2024 Vendée Globe: Stay in the race
The world tour is now being prepared within the offshore racing teams. For Team Fabrice Amedeo, the project to transform the 60' monohull took shape in the summer of 2021.
Quite quickly, I realized that there were a lot of boats under construction for the Vendée Globe 2024, 13 new IMOCAs should indeed be at the start of the next round the world race in addition to the 8 generation 2020 boats. That is 21 IMOCAs with large foils to which are added the boats already transformed like that of Romain Attanasio or that of Arnaud Boissières. Out of 35 or 40 boats at the start, we would have had at least 25, or even more, which would have been faster than us. So we had to develop the boat to stay in the competition, analyzes Fabrice Amedeo.
A pragmatic approach and unstoppable arguments
The skipper has two ideas in mind: finding the most reliable and efficient solution possible, and studying the feasibility of reusing existing foils. Fabrice Amedeo has approached Michel Desjoyeaux.
I did a bit like when I was a journalist. I asked him: 'If you had to make a really typical boat for the next Vendée Globe, what would you do? ' And he answered me without hesitation that he would put foils in C for several reasons.
- Retractable foils. “We can bring them in when the conditions become dangerous or in areas where there are a lot of whales, for example, explains Fabrice. It's a great security feature. »
Modular foils. "It's not ON or OFF. You can put 100%, 80%, 60% of the foil depending on where you want to put the cursor, which is very interesting in terms of performance. »
- Very fast foils downwind. “Often, some boats stop flying from 135° of the wind. With these foils, we will be able to slide a little more downwind and continue to fly,” concludes the skipper.
- So many particularly interesting advantages for a race like the Vendée Globe in which downwind is the predominant gait. And whose course, long and crossing very hostile areas like the Deep South, requires greater versatility than in transatlantic races.
An ambitious and exciting project
Nine people joined the five members of the Team to carry out this project.

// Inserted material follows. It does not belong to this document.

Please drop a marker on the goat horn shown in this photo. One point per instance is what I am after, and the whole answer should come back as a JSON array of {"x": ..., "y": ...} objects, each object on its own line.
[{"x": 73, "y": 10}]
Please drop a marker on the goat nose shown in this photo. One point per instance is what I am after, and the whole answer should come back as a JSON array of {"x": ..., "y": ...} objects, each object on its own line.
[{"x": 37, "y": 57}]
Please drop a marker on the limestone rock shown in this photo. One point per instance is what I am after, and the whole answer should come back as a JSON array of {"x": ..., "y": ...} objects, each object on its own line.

There was a bit of pressure at the start, it was not easy to orchestrate, but Eric Lamy, my new Team manager, handled it all with a master hand, says Fabrice. Working as a team allows the construction site to move forward very quickly. There is a real beautiful energy, everyone is happy. It already plants the good seed to be happy to be at sea, on a beautiful boat, and to seek performance and overtaking. In pure speed we will still be slower than the 2020 and 2024 generation boats, but we are going to reduce this gap. And then the Vendée Globe is an atypical race in which you cannot push the boats 100%. In these moments when we slow down, my boat is going to be very interesting because it has a fairly powerful hull that will be more tolerant than those of new generation boats. The latter are also increasingly sharp and long to handle.

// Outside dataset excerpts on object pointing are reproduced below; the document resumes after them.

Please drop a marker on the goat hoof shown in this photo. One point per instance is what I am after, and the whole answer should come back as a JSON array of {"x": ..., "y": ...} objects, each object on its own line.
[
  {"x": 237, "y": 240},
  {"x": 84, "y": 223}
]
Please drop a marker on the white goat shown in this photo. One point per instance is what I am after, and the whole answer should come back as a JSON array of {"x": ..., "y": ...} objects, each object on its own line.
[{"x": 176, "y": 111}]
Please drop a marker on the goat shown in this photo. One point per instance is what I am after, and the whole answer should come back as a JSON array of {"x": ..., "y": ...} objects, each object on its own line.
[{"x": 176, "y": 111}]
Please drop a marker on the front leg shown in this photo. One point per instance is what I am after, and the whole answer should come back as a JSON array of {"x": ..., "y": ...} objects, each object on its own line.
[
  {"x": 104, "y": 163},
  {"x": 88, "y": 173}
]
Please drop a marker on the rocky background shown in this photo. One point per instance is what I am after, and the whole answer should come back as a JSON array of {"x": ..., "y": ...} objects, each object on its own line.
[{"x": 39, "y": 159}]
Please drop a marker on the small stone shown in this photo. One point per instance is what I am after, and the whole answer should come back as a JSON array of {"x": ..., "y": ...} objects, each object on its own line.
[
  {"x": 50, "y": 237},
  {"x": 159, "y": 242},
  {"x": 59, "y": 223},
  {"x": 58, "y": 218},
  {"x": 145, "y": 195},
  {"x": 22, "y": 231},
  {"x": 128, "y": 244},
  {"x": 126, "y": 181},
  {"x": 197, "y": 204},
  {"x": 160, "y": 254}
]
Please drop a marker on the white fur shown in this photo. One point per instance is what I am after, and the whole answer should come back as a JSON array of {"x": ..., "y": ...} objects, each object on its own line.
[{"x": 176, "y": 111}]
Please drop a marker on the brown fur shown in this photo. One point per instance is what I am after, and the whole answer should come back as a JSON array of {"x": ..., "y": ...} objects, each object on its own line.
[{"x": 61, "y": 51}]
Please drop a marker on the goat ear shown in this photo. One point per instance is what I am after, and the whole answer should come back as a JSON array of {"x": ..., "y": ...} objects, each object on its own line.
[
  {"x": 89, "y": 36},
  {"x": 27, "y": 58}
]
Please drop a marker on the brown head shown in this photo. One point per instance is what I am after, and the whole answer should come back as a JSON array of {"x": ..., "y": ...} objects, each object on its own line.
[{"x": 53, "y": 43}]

Until then, a great solo season awaits Fabrice Amedeo, well aware that a learning task awaits him at the end of the yard scheduled for mid-April: the Bermuda 1000 Race in May, the Vendée - Arctic - Les Sables d'Olonne in June, the Défi Azimut in September and then the mythical Route du Rhum in November are on the programme.
It's a good thing to have done this work early. We have three seasons to prepare for the Vendée Globe, to familiarize ourselves with the boat in its new version and to make it reliable. I talk a lot with Eric Lamy, who had done a similar job with Initiatives Cœur, and I'm well aware that I'm going to have a boat that's going to be faster, more impressive, with different settings and new sensations. It's going to be a huge challenge learning to sail this 'new boat' and it's very exciting,” concludes the skipper.
Like Fabrice's approach around his sporting and ecological project, our Alizés Strategic Plan, ambitious and exciting, guides our transformation to stay in the race.